Cassazione: anche Berlusconi corruttore di giudici

di Redazione Blitz
Pubblicato il 17 settembre 2013 17:19 | Ultimo aggiornamento: 17 settembre 2013 17:33
Cassazione: anche Berlusconi corruttore di giudici

Cassazione: anche Berlusconi corruttore di giudici

ROMA – Anche Berlusconi corruttore di giudici: è quanto scrivono i giudici della Cassazione nella sentenza con la quale bocciano il ricorso della Fininvest contro la Cir di Carlo De Benedetti per il risarcimento del cosiddetto Lodo Mondadori, che agli inizi degli Anni 90 pose fine allo scontro giudiziario-finanziario tra i due imprenditori per il possesso della Arnoldo Mondadori Editore.

Per i giudici, il risarcimento riconosciuto alla Cir rimane in sostanza confermato anche se con un ritocco al ribasso (di circa 23 milioni di euro) sulla cifra liquidata dai giudici e pari a 564,2 milioni di euro.  “La valutazione complessiva” degli “elementi ed argomenti di prova, condotta ai soli fini civilistici, di ricondurre alla società Fininvest la responsabilità del fatto corruttivo imputabile anche al dott. Berlusconi”, risulta “correttamente motivata”.

La Suprema Corte sottolinea inoltre che la vicenda penale del Lodo Mondadori si è ormai “irrevocabilmente” conclusa per Silvio Berlusconi, che è stato prosciolto per prescrizione.

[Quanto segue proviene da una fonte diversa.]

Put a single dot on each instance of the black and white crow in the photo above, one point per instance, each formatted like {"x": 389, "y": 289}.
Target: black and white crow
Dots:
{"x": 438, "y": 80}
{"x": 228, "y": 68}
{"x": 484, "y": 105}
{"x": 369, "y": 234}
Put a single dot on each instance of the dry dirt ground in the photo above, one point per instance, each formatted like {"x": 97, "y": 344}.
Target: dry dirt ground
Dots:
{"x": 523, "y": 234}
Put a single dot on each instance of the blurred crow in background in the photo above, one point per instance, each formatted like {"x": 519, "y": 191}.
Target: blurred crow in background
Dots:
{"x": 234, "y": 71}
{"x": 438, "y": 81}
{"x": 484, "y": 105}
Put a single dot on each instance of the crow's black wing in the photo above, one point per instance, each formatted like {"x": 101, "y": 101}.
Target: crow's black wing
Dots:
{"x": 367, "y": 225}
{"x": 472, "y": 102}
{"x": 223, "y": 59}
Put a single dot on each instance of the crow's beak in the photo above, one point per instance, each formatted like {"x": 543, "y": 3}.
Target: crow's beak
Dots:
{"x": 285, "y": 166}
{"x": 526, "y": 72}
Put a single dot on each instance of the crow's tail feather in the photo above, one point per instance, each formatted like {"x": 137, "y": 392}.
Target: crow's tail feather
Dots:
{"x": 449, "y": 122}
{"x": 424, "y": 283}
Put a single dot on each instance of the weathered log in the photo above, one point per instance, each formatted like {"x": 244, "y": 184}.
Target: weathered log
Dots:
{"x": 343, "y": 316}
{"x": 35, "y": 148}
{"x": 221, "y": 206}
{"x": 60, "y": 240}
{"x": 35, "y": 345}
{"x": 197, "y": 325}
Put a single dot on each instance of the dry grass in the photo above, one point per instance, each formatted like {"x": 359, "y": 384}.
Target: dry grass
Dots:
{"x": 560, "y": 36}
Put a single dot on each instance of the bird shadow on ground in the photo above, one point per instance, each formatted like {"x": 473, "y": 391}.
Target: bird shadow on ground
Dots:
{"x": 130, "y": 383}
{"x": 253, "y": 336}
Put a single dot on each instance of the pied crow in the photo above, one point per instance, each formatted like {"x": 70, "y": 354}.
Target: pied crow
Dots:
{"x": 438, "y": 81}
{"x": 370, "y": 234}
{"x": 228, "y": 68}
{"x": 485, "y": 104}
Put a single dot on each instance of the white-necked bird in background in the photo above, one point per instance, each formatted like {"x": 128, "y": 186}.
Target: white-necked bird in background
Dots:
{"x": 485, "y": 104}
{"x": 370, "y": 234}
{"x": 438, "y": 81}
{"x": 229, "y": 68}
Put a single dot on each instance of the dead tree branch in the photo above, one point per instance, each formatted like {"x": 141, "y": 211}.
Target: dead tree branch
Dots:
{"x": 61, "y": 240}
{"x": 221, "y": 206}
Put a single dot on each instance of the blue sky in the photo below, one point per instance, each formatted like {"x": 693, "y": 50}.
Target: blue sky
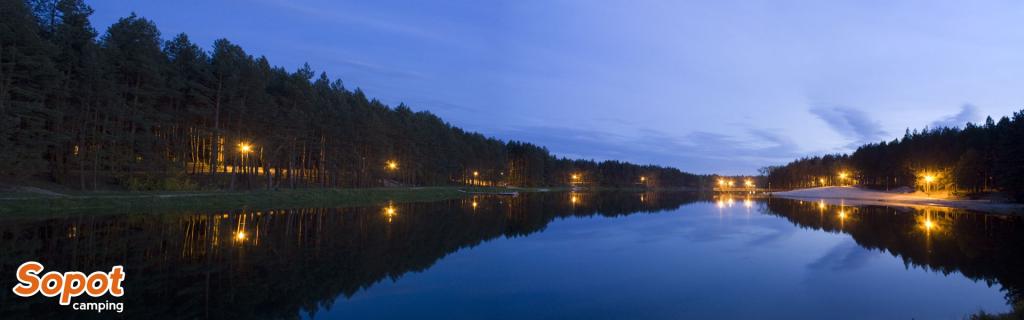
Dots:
{"x": 707, "y": 86}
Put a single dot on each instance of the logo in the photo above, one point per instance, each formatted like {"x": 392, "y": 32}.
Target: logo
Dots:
{"x": 71, "y": 284}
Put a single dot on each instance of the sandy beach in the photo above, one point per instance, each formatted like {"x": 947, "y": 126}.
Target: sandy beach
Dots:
{"x": 857, "y": 196}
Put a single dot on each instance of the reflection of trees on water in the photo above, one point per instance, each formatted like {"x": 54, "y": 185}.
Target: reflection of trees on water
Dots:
{"x": 984, "y": 247}
{"x": 273, "y": 264}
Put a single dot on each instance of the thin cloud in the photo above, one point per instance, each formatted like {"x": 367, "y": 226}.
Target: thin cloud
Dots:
{"x": 698, "y": 152}
{"x": 851, "y": 123}
{"x": 968, "y": 113}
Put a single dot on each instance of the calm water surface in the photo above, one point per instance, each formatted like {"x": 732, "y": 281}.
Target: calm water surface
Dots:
{"x": 539, "y": 255}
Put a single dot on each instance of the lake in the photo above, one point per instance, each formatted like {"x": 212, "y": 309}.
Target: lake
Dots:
{"x": 609, "y": 254}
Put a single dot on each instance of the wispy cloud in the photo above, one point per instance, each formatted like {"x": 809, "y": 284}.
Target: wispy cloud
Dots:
{"x": 968, "y": 113}
{"x": 359, "y": 18}
{"x": 851, "y": 123}
{"x": 699, "y": 152}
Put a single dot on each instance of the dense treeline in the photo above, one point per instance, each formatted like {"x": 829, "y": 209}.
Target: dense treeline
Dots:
{"x": 291, "y": 263}
{"x": 977, "y": 158}
{"x": 130, "y": 109}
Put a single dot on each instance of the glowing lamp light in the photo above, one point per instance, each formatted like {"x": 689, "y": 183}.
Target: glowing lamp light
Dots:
{"x": 390, "y": 212}
{"x": 929, "y": 225}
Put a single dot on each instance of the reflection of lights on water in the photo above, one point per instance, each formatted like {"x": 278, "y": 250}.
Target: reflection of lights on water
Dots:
{"x": 390, "y": 212}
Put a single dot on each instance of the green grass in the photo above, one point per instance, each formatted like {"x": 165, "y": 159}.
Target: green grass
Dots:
{"x": 112, "y": 202}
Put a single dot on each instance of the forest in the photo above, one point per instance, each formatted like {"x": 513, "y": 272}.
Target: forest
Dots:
{"x": 128, "y": 110}
{"x": 975, "y": 159}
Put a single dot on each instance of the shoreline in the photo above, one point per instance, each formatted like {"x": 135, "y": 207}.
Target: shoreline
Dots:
{"x": 857, "y": 196}
{"x": 23, "y": 204}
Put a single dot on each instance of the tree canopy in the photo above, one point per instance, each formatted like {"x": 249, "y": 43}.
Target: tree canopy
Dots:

In primo grado, il giudice Raimondo Mesiano aveva stabilito un risarcimento di 749,9 milioni sostenendo che la Cir aveva subito un danno patrimoniale da perdita di chance. Nel motivo di ricorso di Fininvest che la Cassazione ha accolto si denunciava falsa applicazione del criterio equitativo sul “danno patrimoniale ulteriore”. Il processo penale connesso alla corruzione accertata per il “lodo Mondadori” si è invece concluso senza conseguenze per Silvio Berlusconi dal momento che il reato si è prescritto in secondo grado grazie alla rimodulazione dell’accusa da corruzione in atti giudiziari in corruzione semplice e la concessione delle attenuanti generiche.